L’annonce de l’arrivée des migrants en provenance des États-Unis d’Amérique soulève une vive controverse en RDC. D’un côté, Patrick Muyaya, porte-parole du gouvernement, rassure que cette situation serait temporaire, sans coût pour le trésor public congolais, et résulterait d’une décision pleinement souveraine. De l’autre, des questions subsistent sur les dessous de cette décision, tant du côté de la société civile que de l’opposition politique. Pourquoi la RDC rejoint-elle aujourd’hui d’autres pays africains qui avaient répondu favorablement à la demande américaine ?
L’arrivée des migrants expulsés des États-Unis s’inscrit dans la dynamique du rapprochement entre Kinshasa et Washington. Depuis décembre 2025, les deux pays sont liés par un accord de partenariat stratégique autour notamment des minerais critiques. En février de cette année, ce rapprochement s’est étendu dans le secteur de la santé avec un protocole d’accord de 1,2 milliards de dollars américains, avec des clauses portant notamment sur le transfert aux États-Unis des échantillons biologiques d’un certain nombre des maladies enregistrées en RDC. Au Kenya, une offre similaire de 1,6 milliards de dollars américains a été suspendue par la haute Cour de ce pays.

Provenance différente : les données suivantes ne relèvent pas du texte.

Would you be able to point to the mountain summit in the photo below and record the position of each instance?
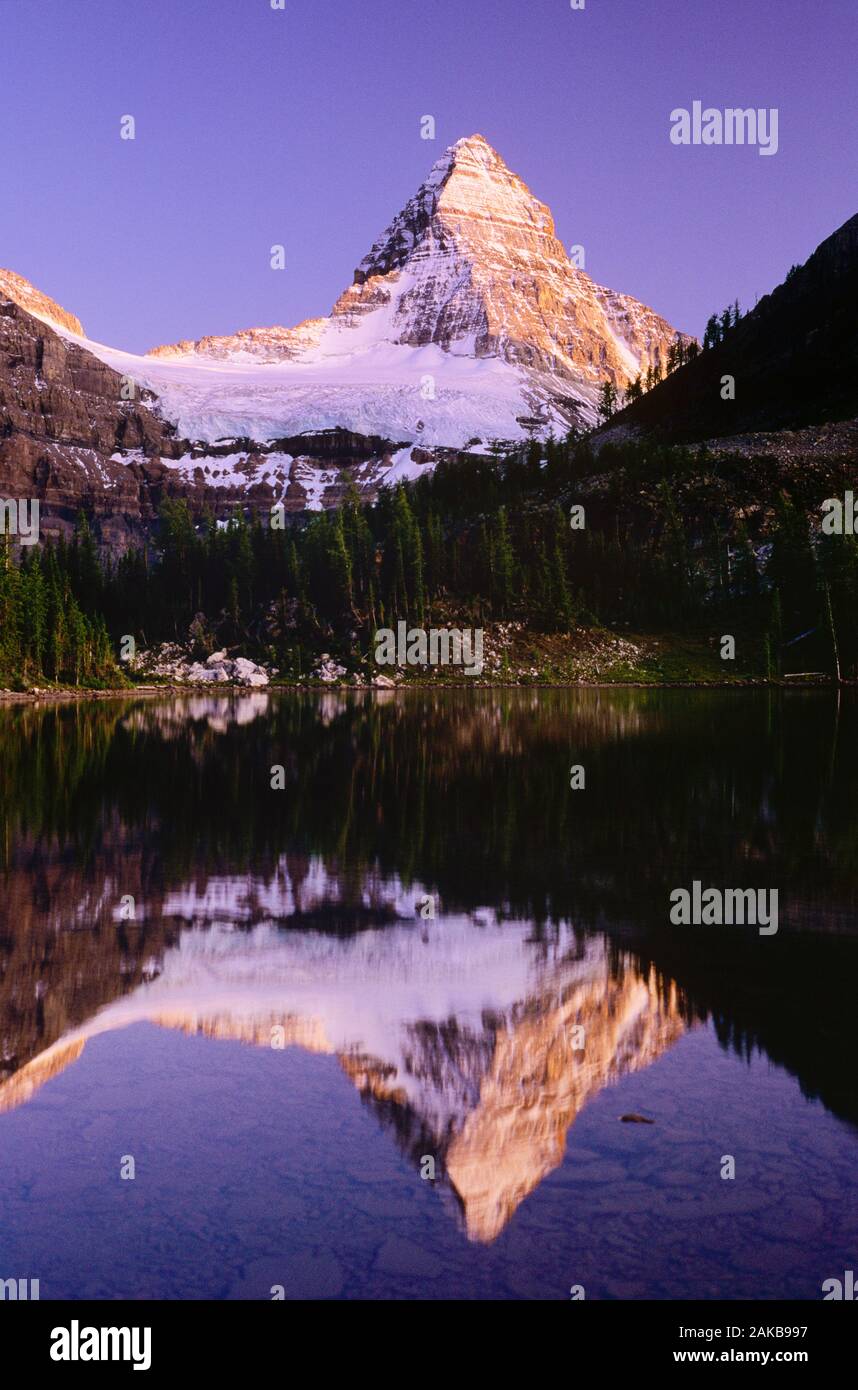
(466, 319)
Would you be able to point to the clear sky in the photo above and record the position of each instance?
(302, 127)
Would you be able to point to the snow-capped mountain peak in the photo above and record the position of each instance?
(466, 319)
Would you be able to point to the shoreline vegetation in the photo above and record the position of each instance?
(647, 565)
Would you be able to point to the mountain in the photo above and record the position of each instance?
(794, 360)
(465, 324)
(465, 320)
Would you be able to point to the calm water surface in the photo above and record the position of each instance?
(245, 991)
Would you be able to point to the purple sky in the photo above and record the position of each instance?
(256, 127)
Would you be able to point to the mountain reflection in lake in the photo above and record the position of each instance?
(426, 919)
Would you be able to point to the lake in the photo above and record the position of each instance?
(344, 995)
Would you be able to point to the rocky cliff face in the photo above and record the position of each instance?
(31, 299)
(70, 439)
(466, 324)
(473, 259)
(66, 431)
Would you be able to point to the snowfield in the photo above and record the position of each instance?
(409, 395)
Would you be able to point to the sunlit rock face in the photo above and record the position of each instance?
(470, 268)
(473, 259)
(473, 1039)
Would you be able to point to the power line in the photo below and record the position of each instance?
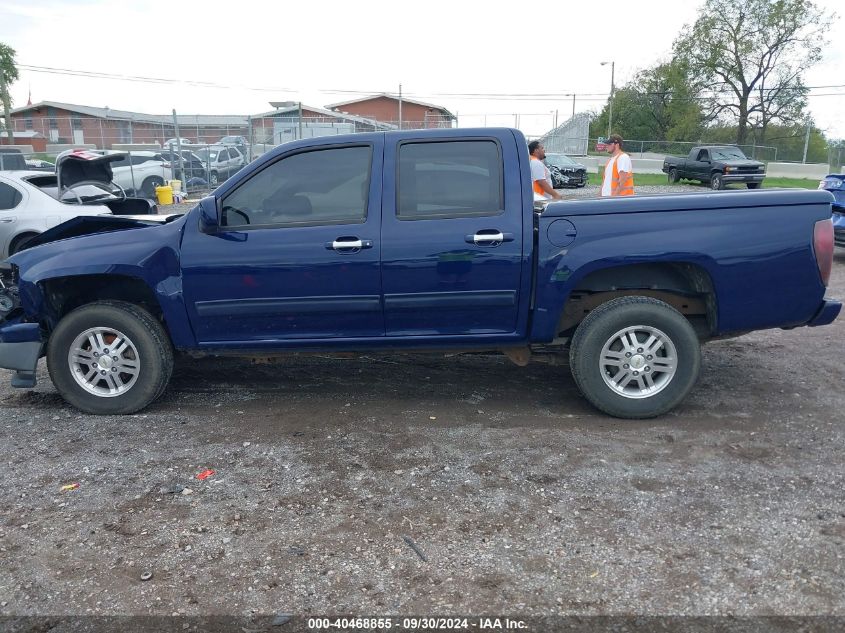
(468, 95)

Au regard du contexte de la guerre qui sévit en RDC depuis 2021, le gouvernement congolais semble considérer que tout accord avec les États-Unis est bon à prendre. L’objectif est d’obtenir le soutien de cette grande puissance pour le retrait de l’armée rwandaise et la pacification de l’est du pays. Le sort des réfugiés aux États-Unis devient ainsi une autre matière de compétition entre la RDC et le Rwanda. Kigali était d’ailleurs le premier à manifester son intérêt en août 2025, après l’échec de son partenariat avec Londres, toujours au sujet des réfugiés.

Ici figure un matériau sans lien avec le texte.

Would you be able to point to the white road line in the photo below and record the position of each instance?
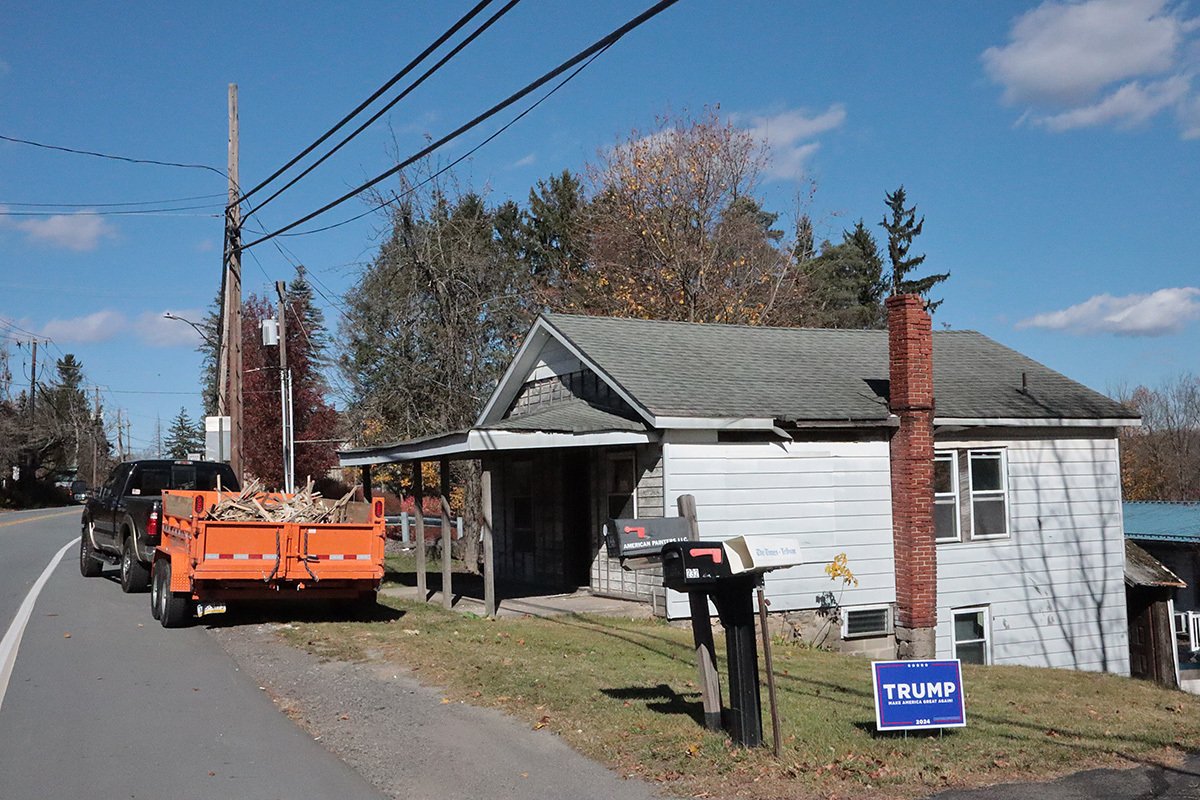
(11, 639)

Au-delà de l’intérêt géopolitique que présente l’accueil des réfugiés par Kinshasa, deux observations méritent une attention particulière. Premièrement, l’opacité de cet accord qui alimente des suspicions. Jusqu’au moment où le porte-parole du gouvernement l’a annoncé, il n’avait pas fait l’objet d’un débat au parlement. Combien de réfugiés la RDC va-t-elle accueillir ? De quelles nationalités sont-ils ? Combien de temps passeront-ils en RDC ? Où seront-ils installés ? Seront-ils dans un cercle fermé ? Combien la RDC va-t-elle gagner ? Une partie de ces questionnements est d’ailleurs reprise dans la question orale avec débat, adressée à la ministre des Affaires étrangères par le député national Christian Mwando.

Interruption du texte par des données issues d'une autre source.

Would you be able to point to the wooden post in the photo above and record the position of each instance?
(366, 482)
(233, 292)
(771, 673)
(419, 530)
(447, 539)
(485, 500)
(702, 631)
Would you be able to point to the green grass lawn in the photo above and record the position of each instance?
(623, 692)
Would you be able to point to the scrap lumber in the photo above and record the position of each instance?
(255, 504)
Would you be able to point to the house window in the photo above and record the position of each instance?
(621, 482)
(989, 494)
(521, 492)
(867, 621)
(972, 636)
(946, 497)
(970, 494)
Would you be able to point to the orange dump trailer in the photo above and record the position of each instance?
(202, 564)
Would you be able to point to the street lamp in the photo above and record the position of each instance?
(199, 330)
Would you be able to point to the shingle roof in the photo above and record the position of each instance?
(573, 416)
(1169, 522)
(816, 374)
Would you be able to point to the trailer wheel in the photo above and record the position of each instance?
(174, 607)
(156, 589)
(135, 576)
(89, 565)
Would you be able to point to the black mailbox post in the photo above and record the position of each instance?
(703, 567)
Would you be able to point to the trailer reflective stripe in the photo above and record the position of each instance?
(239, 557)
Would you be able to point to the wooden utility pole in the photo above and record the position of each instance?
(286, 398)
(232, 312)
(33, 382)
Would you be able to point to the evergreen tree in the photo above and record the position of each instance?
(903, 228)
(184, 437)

Deuxièmement, le pays dispose lui-même des citoyens en situation de refuge, y compris aux États-Unis où ils ne sont pas non plus épargnés de ces expulsions. En RDC et dans les pays limitrophes, les déplacés de guerre et les réfugiés congolais vivent dans des conditions extrêmes. Leur survie dépend des interventions du Haut commissariat des réfugiés, du Programme alimentaire mondial et des ONG internationales. La charité bien ordonnée commence par soi-même, dit-on. Dernièrement, les sinistrés des pluies diluviennes à Kinshasa, installés au Stade Tata Raphaël et dans d’autres sites n’ont pas bénéficié de l’assistance attendue. Nombreux d’entre eux n’ont pas supporté les conditions dans lesquelles ils étaient logées. Si les réfugiés du pays de l’Oncle Sam sont accueillis dans des conditions adéquates, cela risque de donner l’impression que l’État refuse de faire mieux pour ses propres citoyens.
Au bout du compte, il faut aussi critiquer la politique migratoire américaine qui semble s’attaquer aux conséquences plutôt qu’aux causes . Les réfugiés congolais et d’autres pays considérés comme persona non grata aux États-Unis se sont lancés dans cette aventure à cause de la pauvreté, du chômage, d’un environnement politique et économique hostile dans leurs pays d’origine. L’administration Trump ferait mieux d’exercer une pression sur les dirigeants concernés pour améliorer la gouvernance et limiter ainsi les effectifs de demandeurs d’asile.